BET Investments, a company owned by luxury home developer Bruce Toll, has paid $5.5 million to Trump Entertainment Resorts to get rid of a deed restriction on land it owns near the

Boardwalk. The restriction had prevented Toll from using the land for casino gambling, according to Trump CEO Bob Griffin.

Griffin said Wednesday his company concluded the deal with Toll within the last few weeks, selling the developer the right to pursue casino gambling on the site. The land once held the Playboy casino, which later became the Trump World's Fair casino and was demolished in 2000.

"Toll has owned that land for years, but in all that time they were not allowed to conduct gambling activities on it," Griffin said. "We lifted that restriction for $5.5 million. They could now technically apply to conduct gaming on that site."

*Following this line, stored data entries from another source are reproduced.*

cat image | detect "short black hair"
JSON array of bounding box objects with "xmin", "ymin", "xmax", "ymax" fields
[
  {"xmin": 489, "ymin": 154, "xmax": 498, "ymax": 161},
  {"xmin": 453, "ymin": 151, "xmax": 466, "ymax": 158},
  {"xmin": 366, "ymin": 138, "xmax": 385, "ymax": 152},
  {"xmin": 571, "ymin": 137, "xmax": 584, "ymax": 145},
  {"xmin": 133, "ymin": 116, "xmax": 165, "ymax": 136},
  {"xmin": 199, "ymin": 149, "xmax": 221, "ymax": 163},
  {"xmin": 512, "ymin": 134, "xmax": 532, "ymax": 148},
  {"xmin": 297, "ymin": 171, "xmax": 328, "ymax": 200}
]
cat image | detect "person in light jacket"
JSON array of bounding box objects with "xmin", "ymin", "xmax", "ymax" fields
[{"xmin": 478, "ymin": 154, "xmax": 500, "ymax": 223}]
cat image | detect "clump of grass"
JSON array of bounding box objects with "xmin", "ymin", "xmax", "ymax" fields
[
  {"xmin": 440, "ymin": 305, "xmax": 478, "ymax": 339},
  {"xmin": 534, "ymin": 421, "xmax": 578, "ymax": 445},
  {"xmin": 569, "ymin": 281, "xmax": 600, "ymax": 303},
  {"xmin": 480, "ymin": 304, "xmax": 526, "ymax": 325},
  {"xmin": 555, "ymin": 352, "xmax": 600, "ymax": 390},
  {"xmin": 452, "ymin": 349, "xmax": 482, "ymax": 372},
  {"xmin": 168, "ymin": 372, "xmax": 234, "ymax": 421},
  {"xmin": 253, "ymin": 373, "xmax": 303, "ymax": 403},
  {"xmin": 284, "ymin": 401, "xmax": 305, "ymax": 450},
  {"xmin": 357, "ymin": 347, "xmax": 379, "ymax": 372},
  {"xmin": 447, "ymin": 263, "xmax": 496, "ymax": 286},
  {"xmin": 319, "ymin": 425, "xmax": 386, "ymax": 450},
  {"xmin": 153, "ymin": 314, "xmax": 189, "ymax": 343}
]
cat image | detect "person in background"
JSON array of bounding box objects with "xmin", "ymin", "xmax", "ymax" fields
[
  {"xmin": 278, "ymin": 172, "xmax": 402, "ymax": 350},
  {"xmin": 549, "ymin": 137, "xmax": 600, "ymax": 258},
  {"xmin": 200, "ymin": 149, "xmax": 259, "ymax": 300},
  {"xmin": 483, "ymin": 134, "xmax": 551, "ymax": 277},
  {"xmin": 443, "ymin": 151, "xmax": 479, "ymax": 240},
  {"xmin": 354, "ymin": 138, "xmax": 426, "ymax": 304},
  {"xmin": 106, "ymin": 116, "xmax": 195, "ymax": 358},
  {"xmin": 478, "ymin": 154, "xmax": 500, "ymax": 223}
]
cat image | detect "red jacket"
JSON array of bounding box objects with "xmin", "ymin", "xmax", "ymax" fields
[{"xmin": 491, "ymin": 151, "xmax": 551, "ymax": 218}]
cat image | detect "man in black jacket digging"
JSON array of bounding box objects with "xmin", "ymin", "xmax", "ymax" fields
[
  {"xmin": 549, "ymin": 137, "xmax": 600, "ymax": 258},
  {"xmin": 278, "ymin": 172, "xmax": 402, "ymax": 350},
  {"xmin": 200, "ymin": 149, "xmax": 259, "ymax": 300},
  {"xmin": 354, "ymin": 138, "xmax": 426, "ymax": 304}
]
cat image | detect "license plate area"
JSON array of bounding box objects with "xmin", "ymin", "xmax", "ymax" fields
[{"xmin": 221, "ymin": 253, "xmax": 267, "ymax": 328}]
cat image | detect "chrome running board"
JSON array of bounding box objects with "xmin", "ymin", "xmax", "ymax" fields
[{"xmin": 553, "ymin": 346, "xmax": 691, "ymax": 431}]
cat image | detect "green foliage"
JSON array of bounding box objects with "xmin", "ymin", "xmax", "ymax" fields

Toll outbid Donald Trump for the 2.5-acre site in 2005 and envisioned a 431-apartment luxury apartment project there called The Pacific Towers. The land is located between Florida and Bellevue avenues, near Trump Plaza Hotel and Casino and Boardwalk Hall.

A spokeswoman for Toll Brothers, the Horsham, Pa.-based real estate company he co-founded, said he was not immediately available for comment. She also was unable to immediately say whether Toll might try building a casino there or instead try to sell the property to others now that its value has increased. A BET Investments manager for the proposed project did not immediately return a call seeking comment.

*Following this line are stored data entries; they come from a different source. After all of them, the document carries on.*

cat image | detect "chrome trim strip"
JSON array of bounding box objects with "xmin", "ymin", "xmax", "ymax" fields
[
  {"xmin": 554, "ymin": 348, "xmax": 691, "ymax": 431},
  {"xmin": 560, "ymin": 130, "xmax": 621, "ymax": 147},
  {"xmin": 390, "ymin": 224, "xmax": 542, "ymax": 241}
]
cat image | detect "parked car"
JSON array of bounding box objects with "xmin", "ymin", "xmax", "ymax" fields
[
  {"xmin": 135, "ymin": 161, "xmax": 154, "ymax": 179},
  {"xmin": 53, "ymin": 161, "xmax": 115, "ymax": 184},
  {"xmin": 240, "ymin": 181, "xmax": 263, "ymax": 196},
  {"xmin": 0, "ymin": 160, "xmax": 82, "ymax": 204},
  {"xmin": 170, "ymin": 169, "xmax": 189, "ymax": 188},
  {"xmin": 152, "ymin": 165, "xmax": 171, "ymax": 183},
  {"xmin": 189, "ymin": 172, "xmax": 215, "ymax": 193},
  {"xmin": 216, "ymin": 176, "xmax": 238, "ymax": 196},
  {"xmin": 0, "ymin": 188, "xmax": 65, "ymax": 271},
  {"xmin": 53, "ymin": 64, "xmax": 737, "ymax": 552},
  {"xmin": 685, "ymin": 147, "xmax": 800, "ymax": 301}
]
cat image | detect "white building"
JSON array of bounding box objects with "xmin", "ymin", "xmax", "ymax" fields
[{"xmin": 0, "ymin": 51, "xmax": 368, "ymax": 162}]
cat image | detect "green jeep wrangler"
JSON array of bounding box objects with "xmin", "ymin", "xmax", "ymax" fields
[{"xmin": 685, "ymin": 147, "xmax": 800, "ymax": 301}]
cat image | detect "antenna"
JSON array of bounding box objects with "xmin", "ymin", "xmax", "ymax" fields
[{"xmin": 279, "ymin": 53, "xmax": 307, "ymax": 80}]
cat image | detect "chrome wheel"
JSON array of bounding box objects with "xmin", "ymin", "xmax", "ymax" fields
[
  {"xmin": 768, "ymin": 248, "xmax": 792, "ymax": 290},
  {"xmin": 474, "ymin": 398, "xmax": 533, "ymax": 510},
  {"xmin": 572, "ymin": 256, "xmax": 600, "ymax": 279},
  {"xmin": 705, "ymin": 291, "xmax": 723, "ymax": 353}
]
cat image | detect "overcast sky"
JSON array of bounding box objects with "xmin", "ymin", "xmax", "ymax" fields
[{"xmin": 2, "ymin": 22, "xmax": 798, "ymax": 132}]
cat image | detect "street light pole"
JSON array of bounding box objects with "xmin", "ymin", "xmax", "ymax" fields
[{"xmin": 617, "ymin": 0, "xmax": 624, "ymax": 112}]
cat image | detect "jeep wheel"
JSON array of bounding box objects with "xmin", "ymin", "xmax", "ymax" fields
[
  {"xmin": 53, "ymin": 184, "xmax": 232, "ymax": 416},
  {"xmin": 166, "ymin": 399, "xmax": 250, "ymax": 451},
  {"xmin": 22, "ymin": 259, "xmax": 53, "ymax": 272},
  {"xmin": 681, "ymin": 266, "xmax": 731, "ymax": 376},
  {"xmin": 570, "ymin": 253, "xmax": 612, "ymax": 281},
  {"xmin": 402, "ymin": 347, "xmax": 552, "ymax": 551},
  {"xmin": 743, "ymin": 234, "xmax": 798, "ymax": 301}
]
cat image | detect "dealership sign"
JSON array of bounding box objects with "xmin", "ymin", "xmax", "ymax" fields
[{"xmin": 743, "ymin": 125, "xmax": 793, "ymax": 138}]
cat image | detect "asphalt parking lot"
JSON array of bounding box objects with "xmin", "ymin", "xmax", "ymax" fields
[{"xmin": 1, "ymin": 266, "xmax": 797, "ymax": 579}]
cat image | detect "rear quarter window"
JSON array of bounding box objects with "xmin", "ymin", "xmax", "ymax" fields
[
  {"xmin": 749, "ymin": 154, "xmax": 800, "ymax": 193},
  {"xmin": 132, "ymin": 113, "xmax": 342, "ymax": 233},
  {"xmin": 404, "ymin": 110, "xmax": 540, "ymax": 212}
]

A spokesman for the New Jersey Casino Control Commission said no one has approached it regarding plans for the site.

Toll has a long history in Atlantic City. At one point, he was a co-owner of Million Dollar Pier. His father owned the Howard Johnson's Atlantic City, which stood where Caesar's Atlantic City is now.

Donald Trump once proposed building a 62-story, 4,600-room hotel and casino on the site. But in 2005, when the corporate predecessor to Trump Entertainment Resorts entered bankruptcy protection for the second time, he agreed to auction off the land and give the proceeds, plus $17.5 million in cash, to his creditors.

Trump sought to retain the property at the auction, but lost out to Toll, who barely outbid him. Toll bought the land for $25.15 million. Trump had bid $25 million.